„ER SPRAYT, ABER LEGAL“
Die Körperzeit beginnt, deadass. Die Menschen legen die Kleidung ab, werden jetzt zu nackteren shapes and forms, anatomische Eigentlichkeit, Haut und Impulse. Man geht an stinkenden oder frisch gewaschenen Körpern vorbei. What is a landscape?
Mit angenehm kühlem Wind im Nacken geh ich zu meiner neuen Eisdiele, jetzt schon drei Mal innert vier Tagen. Gestern bekam ich, zum testen, eine kleine Schippe von dem Heidelbeereis zu meiner Kugel. Puh, es war leider zu gut, ich muss mich ein bisschen zusammenreissen mit dem Eisessen, mit der Sorte Heidelbeere jetzt vor allem.
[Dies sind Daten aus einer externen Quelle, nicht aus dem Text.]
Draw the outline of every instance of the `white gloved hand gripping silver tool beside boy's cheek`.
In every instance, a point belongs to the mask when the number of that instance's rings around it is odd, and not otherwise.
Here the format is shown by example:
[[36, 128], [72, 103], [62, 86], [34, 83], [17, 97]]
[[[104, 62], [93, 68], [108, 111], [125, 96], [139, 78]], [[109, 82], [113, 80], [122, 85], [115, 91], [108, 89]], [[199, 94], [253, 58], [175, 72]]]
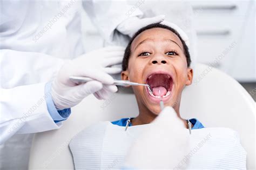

Fernande Oliviers „Picasso und seine Freunde“ hat mich die Tage beschäftigt, als kleine Pause zu Malcolm Lowry und René Halkett, in dem ich jetzt wieder lese und deswegen Teilzeit im Deutschland der 1920er Jahre verbringe. Was beide Bücher verbindet, ist die lebendige Vermittlung von interessanten Details, von Aspekten des Alltags und Umgangs, die in der größeren Spanne historisierender Texte meist zugunsten des big picture weichen müssen. Das Buch von Olivier hab ich auf eine Art getrunken, wie einen neuen Drink, dessen Aroma man sich für eine kurze Zeit gerne ergibt. Außerdem natürlich der Umstand dieser fast übertriebenen Dichte der Konstellation dieser Maler da, wie komisch mir das vorkam dann beim Lesen, all diese historischen Figuren verteilt in einem überschaubaren Radius um den Bateau Lavoir. Schöne Sätze wie: Deutsche von seltsamem Aussehen kamen zu Picasso. Ich bekam durch das Buch und die Beschreibungen auch so eine Lust aufs Zeichnen, auf die Rustikalität von Tinte und Kohle, auf die Power der zweiten Dimension. Wie das alles so funktioniert—ich hoffe, es bleibt ein Rätsel.